区長っていう一番えらい人、日本でいったら総理大臣にあたる役を選ぶときには選挙をするんだけれども、それ以外の役は基本的に順番でまわってくる。
ぼくは、今年は会計の役をやった。
坂ノ上部落では何年かに一度役員をしないといけない年がまわってくる。ぼくは今年はその年で、会計をやりなさいということだった。
会計というのはお金の管理をしないといけないので、責任が重大だ。お金を使って部落の行事を実際に運営するのは、それぞれの部の長がやるんだけれども、部落のお金を持っているのが、とにかくプレッシャーだ。
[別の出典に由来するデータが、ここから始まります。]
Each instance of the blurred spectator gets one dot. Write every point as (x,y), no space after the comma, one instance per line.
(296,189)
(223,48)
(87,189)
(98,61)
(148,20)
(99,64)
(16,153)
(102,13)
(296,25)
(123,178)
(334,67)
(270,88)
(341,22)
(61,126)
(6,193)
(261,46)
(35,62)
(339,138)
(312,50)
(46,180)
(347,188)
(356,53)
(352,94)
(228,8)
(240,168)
じぶんのお金でない、他人のお金を預かっていると思っていることが、すでに気が重い。
それを一年間やってきた。
会計報告を作って、監査も終わり、会計報告も終わって、ようやく役員が終わった。
肩の荷がおりるっていうことは、こういうことなんだなぁ。
ぼくの肩には、何にも荷物は載っていなかったはずだけど、おわってみたら、何だか軽い気がする。
肩の荷っていったい何だろうか?
肩が重たいっていう人もいるかもしれないけれども、ぼくの今回の場合はくびかな?って思っている。
くびが凝っているような感じがする。
解剖学で考えてみても、僧帽筋っていう筋肉はくびから肩から背中からつながっている大きな筋肉だ。
この僧帽筋が疲れたら、くびとか肩とか背中が凝るのだろう。
整体で考えてみると、くびっていうのは神経が疲れたときに硬くなる。くびは神経の中の親玉だ。
肩の荷っていうものの正体は僧帽筋よりも神経っぽい感じがする。
そんなに大きな筋肉が疲労するほど、長い間、電卓をたたいていたわけでもないし、実際に電卓をたたき過ぎて、僧帽筋が疲れて、肩の荷を感じていたのだとすれば、会計報告が終わっただけでは、肩の荷はおりないだろう。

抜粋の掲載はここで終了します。